El siguiente micro-poema, hermano gemelo
del anterior, fue probado con igual intención, frente a un grupo de
niños entre los cuatro y los seis años. Dice así:
Mi casita
está rodeada
de música natural:
de noche cantan
sapitos
y de día canta
el turpial. (“Casita musical”)
Ahora resultó de nuevo que el jugueteo de
las palabras fue una y otra vez prurito creador, asomo de temblor
estético, porque los niños cuando creían sólo jugar, estaban
creando. Algunos reían de sus propias ocurrencias, porque la casita
estaba “rodeada de viento loco”, de “viento que picotea” (en
las puertas, en las paredes, en las ventanas, en las flores del
jardín) y la translación supo ir más lejos, porque con sus largos
picos, el viento y la lluvia podían picotear de noche cuando dejan
de cantar los grillos; o de día cuando cantan los pájaros. “Bien
lejos cantan” ----dijeron algunos---- porque cerca de sus vivencias
---lamentablemente--- no había árboles. Total, que el clima creado
les hizo hablar de sus siestas en la escuela (a los más chiquitos);
del despertar por el canto de los pájaros, que llegaba desde las
arboledas vecinas o debido a las lluvias sorpresivas; o bien porque
la brisa “soplaba duro” a través de las rendijas de las puertas.

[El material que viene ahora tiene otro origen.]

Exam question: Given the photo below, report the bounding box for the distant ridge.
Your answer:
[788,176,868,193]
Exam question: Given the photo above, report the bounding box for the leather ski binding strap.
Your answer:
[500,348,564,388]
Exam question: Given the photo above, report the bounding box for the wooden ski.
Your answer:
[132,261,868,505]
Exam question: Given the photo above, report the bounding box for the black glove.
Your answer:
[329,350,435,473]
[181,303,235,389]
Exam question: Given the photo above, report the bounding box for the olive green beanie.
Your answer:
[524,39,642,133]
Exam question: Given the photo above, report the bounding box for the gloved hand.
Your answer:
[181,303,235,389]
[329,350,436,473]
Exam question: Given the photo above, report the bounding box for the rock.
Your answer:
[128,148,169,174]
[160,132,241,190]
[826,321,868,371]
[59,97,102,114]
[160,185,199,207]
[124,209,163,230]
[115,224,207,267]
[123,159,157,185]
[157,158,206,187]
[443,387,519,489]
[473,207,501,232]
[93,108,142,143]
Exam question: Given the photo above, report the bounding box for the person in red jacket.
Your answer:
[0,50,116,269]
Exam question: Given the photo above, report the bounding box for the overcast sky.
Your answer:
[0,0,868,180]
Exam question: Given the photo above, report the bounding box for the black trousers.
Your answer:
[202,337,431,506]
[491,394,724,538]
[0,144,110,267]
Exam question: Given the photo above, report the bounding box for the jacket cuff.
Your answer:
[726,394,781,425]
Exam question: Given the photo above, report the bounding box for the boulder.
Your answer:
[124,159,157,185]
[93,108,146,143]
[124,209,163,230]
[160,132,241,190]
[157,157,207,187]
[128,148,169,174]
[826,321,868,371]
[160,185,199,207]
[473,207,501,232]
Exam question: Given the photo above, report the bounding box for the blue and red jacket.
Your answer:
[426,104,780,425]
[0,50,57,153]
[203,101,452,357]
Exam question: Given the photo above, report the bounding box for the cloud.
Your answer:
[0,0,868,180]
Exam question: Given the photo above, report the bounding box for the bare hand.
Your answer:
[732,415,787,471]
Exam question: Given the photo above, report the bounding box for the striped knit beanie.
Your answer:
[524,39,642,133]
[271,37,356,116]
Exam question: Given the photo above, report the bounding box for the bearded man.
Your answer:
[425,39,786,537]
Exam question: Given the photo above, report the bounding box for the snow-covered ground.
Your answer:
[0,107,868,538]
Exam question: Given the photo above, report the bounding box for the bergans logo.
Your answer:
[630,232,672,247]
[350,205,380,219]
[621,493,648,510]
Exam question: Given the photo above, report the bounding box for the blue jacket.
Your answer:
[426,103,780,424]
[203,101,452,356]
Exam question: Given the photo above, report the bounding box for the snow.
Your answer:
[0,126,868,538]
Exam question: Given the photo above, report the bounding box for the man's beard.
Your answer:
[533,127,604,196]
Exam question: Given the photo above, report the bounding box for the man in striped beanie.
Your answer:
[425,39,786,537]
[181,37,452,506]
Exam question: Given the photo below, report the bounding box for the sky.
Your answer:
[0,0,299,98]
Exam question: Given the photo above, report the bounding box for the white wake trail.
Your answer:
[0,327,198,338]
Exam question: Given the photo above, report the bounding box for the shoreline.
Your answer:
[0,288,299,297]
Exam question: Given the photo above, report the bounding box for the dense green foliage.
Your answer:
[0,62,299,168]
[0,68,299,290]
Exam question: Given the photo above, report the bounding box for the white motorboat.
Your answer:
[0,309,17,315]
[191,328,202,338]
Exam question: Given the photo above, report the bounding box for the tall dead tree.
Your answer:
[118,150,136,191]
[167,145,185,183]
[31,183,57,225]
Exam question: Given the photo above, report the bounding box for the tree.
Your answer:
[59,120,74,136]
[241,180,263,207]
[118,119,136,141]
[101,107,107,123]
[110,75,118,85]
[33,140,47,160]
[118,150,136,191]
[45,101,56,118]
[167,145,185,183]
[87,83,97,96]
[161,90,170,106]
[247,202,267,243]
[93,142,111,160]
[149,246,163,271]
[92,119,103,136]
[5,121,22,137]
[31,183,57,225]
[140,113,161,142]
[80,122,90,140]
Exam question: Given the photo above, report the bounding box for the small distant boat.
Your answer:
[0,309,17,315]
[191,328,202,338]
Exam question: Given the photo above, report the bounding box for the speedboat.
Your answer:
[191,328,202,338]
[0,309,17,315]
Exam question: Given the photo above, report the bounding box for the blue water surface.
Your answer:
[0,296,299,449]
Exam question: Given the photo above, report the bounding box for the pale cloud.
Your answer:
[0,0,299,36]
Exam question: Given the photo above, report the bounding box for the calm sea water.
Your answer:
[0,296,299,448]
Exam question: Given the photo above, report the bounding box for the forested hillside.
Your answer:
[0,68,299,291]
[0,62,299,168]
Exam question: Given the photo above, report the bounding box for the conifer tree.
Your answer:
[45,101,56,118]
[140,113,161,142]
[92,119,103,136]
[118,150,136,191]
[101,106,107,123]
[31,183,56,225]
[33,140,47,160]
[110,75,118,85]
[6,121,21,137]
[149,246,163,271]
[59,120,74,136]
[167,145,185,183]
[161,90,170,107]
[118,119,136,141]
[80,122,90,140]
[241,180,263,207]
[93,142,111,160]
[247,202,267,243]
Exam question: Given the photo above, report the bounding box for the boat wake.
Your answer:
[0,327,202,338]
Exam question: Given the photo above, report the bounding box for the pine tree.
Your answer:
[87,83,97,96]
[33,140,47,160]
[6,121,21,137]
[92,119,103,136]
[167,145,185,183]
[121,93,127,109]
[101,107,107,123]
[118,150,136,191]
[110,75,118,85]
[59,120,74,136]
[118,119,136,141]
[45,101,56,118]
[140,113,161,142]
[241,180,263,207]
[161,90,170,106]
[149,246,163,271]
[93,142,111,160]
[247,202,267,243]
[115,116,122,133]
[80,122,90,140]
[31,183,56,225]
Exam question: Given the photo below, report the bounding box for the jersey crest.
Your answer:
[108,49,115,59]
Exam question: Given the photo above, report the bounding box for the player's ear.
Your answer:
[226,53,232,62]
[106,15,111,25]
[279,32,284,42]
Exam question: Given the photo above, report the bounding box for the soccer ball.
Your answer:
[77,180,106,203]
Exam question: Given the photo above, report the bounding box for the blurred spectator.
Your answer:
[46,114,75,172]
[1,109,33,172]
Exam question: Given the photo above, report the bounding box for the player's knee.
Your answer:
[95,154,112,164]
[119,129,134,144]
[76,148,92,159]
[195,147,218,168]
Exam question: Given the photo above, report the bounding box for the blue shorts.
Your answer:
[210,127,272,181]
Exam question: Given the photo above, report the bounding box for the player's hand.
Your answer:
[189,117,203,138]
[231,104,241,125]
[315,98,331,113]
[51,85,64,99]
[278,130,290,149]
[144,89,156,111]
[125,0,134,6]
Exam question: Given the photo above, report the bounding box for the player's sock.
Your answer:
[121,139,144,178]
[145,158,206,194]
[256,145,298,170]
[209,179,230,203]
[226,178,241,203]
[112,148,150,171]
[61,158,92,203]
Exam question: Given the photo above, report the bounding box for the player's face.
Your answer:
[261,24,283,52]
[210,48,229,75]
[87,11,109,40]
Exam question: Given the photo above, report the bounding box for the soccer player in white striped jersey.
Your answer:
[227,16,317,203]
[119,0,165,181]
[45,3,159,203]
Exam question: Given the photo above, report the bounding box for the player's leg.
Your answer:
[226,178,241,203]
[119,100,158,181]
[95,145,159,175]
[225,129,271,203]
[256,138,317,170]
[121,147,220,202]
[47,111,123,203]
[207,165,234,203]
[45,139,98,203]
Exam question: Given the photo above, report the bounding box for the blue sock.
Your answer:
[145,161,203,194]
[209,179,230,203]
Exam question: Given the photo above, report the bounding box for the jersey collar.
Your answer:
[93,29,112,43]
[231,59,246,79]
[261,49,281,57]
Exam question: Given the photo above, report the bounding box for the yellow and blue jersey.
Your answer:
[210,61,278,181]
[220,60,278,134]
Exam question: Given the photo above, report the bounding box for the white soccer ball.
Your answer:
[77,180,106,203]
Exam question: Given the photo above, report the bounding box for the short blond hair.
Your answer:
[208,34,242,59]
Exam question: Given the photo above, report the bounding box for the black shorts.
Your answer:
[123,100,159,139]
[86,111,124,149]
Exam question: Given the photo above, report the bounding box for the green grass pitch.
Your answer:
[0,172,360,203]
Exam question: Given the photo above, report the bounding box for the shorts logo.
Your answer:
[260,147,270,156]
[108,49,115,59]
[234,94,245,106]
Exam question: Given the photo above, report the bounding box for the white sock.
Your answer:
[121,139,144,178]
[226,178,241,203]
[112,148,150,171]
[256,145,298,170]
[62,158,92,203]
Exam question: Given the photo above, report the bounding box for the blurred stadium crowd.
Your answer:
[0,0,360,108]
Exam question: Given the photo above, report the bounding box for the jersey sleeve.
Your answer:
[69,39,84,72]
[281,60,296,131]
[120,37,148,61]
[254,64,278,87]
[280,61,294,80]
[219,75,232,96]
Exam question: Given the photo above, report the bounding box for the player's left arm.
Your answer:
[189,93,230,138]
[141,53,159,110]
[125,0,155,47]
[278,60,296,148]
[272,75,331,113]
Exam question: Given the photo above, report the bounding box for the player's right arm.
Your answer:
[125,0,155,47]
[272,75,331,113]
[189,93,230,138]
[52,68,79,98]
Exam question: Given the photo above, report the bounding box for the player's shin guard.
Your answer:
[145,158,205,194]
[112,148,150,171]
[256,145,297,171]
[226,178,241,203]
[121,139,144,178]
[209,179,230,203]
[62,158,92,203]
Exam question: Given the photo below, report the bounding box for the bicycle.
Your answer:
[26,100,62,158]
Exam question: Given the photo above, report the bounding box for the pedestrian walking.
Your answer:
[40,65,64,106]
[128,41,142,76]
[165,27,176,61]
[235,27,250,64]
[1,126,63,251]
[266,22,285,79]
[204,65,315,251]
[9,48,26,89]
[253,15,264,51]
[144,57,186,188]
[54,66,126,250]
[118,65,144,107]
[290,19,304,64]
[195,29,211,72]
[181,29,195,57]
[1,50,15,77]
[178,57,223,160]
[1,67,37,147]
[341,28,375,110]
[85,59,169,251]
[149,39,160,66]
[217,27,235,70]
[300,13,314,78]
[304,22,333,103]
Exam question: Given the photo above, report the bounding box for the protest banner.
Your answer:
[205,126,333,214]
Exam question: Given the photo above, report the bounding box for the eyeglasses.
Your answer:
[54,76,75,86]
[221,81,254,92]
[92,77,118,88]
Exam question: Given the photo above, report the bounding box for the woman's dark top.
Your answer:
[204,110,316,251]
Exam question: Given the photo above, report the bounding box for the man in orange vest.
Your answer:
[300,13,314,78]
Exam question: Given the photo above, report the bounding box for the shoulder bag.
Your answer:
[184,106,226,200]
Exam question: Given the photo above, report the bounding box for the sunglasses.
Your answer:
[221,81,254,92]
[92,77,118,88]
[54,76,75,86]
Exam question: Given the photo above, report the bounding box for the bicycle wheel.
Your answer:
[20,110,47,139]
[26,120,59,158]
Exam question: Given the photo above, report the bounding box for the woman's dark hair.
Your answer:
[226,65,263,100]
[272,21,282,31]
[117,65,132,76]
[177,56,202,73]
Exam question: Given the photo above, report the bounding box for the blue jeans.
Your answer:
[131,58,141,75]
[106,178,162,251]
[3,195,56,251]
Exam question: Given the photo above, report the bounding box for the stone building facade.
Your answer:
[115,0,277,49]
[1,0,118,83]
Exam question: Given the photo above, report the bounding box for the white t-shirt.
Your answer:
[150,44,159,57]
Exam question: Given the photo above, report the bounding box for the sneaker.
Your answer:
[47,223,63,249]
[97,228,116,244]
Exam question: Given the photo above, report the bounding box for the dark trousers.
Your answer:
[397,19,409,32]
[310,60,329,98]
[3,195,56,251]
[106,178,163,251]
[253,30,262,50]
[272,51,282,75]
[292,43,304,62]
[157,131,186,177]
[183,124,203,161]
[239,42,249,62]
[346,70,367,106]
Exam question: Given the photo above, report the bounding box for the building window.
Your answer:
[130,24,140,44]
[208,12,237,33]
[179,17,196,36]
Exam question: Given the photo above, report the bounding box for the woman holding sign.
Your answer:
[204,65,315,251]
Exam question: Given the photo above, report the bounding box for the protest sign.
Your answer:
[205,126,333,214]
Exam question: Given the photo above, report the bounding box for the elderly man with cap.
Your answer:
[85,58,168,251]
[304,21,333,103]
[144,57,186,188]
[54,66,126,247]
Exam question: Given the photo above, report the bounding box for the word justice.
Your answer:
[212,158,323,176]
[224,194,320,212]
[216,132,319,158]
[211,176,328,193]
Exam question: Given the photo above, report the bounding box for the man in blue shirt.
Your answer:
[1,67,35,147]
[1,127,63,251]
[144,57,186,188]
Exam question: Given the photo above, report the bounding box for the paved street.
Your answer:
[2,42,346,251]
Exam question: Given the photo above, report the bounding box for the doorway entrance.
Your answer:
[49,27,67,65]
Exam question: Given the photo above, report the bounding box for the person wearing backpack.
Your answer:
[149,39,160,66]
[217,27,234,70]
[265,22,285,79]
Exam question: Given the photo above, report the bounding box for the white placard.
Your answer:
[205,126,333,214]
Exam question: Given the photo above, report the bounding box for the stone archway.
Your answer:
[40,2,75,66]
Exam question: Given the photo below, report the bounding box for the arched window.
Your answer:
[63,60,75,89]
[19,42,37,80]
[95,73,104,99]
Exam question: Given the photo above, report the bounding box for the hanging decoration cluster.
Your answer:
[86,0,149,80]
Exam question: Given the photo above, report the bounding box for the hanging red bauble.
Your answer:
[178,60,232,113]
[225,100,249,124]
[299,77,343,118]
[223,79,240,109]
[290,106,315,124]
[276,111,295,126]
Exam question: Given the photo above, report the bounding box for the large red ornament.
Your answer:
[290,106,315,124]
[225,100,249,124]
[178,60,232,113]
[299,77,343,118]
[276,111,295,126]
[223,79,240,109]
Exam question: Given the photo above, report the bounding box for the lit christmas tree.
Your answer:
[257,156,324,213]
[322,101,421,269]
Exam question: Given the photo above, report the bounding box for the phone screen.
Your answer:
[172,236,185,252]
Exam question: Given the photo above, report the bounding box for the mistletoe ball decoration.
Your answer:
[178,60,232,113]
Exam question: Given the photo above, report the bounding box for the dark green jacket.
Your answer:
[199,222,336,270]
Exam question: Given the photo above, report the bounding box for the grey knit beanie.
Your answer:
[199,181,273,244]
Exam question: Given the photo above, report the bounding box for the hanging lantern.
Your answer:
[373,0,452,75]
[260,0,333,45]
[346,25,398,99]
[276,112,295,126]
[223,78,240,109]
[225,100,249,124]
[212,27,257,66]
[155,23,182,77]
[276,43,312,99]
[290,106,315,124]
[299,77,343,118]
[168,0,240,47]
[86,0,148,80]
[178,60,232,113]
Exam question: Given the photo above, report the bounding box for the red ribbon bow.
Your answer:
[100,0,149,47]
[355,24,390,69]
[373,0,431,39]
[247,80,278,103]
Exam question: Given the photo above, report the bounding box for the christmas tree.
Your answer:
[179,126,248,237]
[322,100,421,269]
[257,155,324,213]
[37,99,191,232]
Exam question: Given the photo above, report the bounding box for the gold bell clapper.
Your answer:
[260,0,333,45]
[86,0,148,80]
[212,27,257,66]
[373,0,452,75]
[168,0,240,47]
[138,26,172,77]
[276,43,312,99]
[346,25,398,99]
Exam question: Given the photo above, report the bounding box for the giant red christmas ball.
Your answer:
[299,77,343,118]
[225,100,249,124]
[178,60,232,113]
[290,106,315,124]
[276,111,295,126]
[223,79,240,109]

Así la poesía brindó un riquísimo
repertorio de ideas, de palabras nuevas, dentro de un juego
alegremente bello. No olvidemos, por lo tanto, que si el niño logra
vivir un contacto directo con la poesía, de ella podrá extraer sin
lugar a dudas, edificación lírica y entretenimiento, belleza y
enseñanza. Pero tengamos muy presente, que para aprovechar hasta el
máximo la poderosa fuerza educativa de la poesía, su rica virtud
docente, es básica una selección muy adecuada. Recordemos por otra
parte, que si el niño está creando constantemente su mundo, es
nuestro deber ---- en la medida de nuestras posibilidades----,
enriquecer la materia con la cual ha de crearlo.